IL-6 is a pleiotropic cytokine that has a significant role in inflammatory processes. In relation to ovarian cancer biology there is emerging evidence that it mediates processes relating to tumour growth, invasion, angiogenesis and chemo-resistance that lead to disease with poor prognosis. The aim of this thesis was to evaluate the efficacy and mechanism of action of an anti-human IL-6 antibody, CNTO328, in ovarian cancer. These aims were achieved with a clinical trial that was conducted in parallel with pre-clinical experiments. 18 patients with advanced platinum-resistant ovarian cancer were treated with CNTO328 in a phase II clinical trial. One patient had a partial response and seven patients attained stable disease at the end of the initial 6-week study period with correlations seen between clinical benefit and baseline levels of CRP, β2- microglobulin, TNF-α, IL-8 and VEGF. Four patients completed 6 months of treatment and had significantly decreased plasma CCL2 and increased sgp130 concentrations. Furthermore, immunohistochemical analysis of diagnostic biopsies suggested that clinical benefit was related to a lower macrophage infiltrate and increased stromal expression of IL-6, IL-6 receptors and SOCS3. I have found two ovarian cancer cell lines that secreted IL-6 and expressed both components of the IL-6 receptor signalling complex.

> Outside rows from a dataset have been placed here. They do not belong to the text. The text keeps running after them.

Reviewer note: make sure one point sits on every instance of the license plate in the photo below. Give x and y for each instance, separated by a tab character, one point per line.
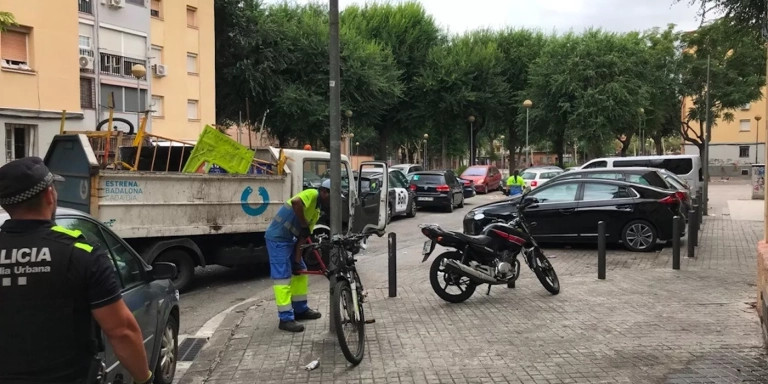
427	247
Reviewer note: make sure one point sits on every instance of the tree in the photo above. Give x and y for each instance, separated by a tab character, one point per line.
735	61
409	33
6	20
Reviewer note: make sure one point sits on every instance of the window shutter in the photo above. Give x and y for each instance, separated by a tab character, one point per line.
13	46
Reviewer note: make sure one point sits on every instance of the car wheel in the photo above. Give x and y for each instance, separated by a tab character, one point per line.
639	236
169	352
185	268
411	210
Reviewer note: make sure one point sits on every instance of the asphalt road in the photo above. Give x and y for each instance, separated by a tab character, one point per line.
218	288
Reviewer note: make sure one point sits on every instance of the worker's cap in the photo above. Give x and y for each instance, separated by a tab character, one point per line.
22	179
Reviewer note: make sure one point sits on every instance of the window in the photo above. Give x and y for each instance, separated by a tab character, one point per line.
192	17
20	141
557	194
157	106
191	63
597	164
87	91
13	49
84	42
595	191
744	125
156	55
192	110
744	151
154	9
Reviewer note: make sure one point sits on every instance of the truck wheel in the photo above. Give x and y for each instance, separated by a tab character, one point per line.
185	268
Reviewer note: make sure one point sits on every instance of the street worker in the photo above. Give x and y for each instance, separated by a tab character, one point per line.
515	183
57	292
288	231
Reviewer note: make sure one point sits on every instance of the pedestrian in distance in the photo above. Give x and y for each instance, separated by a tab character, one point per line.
515	183
288	231
58	293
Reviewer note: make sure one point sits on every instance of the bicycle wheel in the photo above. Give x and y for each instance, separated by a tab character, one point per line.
349	330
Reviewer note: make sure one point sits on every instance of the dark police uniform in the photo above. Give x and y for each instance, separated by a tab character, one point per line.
50	280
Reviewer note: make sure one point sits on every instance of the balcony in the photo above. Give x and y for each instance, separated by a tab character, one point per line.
85	6
116	65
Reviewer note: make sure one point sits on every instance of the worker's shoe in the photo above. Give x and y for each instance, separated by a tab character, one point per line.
291	326
309	314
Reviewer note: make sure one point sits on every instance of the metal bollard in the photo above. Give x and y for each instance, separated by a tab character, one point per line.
676	242
392	265
694	221
691	246
601	250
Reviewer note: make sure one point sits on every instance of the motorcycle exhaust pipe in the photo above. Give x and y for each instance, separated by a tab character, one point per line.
472	273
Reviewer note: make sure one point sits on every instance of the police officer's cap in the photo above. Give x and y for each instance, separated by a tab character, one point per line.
24	178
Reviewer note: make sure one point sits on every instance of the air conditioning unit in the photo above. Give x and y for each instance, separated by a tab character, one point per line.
86	62
160	70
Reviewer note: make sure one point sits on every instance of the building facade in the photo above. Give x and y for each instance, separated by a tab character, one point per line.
735	145
90	48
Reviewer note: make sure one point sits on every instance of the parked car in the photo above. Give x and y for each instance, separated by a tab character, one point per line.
638	216
147	291
688	167
402	199
408	168
469	187
656	177
536	176
437	189
486	177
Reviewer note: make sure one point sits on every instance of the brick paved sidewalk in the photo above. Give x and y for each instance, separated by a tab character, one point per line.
645	324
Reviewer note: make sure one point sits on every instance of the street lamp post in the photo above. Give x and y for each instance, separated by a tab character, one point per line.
503	165
527	104
757	133
471	120
138	71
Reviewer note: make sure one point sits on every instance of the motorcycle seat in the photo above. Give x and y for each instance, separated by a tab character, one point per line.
479	239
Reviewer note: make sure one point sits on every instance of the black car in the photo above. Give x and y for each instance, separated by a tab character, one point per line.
437	189
568	211
469	187
655	177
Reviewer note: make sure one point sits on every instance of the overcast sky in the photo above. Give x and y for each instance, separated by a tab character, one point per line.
458	16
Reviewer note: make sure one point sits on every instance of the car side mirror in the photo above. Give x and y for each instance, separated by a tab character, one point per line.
162	270
528	201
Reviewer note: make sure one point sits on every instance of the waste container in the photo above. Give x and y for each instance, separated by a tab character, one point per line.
758	181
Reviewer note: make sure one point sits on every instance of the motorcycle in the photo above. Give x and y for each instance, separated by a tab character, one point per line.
490	258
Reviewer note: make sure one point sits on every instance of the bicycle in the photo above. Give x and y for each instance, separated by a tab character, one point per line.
347	292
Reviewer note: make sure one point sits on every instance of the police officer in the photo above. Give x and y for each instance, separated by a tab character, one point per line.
53	286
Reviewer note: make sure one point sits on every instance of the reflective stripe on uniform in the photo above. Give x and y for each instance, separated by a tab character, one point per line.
70	232
84	247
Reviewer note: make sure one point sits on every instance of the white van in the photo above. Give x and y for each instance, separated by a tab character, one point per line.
687	167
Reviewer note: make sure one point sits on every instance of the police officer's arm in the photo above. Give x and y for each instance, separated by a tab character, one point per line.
113	316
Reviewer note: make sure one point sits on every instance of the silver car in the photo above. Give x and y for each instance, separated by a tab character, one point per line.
147	291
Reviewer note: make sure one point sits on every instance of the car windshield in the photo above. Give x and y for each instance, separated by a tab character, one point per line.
478	171
427	179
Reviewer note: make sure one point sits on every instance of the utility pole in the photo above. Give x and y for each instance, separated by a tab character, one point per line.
335	114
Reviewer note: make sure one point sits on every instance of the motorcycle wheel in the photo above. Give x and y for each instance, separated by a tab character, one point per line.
442	280
545	272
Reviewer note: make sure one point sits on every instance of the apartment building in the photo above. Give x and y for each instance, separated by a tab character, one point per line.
74	55
38	75
735	145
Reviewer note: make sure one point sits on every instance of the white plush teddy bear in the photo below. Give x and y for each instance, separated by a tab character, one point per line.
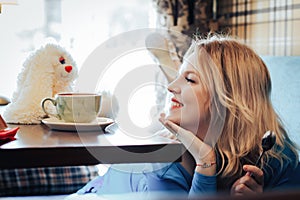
46	72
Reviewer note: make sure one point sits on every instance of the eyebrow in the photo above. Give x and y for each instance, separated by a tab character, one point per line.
191	72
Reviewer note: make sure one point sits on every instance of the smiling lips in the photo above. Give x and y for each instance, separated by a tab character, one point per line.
175	104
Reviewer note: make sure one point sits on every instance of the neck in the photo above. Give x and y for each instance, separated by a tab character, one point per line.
188	162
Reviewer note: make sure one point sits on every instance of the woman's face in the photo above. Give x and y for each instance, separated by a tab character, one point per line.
190	101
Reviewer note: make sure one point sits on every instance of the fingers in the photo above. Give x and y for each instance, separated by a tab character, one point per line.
193	144
86	189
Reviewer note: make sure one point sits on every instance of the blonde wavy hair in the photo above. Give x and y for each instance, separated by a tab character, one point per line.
238	80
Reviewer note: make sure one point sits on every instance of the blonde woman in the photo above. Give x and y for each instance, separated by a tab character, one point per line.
220	110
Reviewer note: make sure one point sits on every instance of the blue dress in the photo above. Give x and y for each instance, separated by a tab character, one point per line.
172	177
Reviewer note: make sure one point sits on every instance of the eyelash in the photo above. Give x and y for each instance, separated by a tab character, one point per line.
189	80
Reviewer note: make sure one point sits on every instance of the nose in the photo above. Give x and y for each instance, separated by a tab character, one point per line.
68	68
173	87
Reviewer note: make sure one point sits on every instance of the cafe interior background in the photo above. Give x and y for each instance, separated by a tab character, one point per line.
271	27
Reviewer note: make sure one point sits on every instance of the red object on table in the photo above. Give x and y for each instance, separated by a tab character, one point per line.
8	133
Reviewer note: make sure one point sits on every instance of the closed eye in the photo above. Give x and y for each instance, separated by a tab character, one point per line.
190	80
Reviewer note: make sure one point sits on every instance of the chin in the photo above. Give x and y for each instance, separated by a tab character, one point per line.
174	117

When these cells were grown on plastic, CNTO328 had no effect on cell proliferation or survival. This suggested that IL-6 was not a growth factor for ovarian cancer cells in vitro. However, CNTO328 reduced constitutive secretion of IL-6, IL-1β, TNF-α, IL-8 and CCL2 by the ovarian cancer cells. The in vivo studies with human ovarian cancer xenograft models in nude mice showed that anti-IL-6 treatment had biological activity by inhibiting cell proliferation, macrophage infiltration and angiogenesis. In conclusion, the xenograft models and cell line experiments together with the clinical trial show that IL-6 may be a therapeutic target in ovarian cancer and exhibits both autocrine and paracrine actions within the ovarian cancer microenvironment.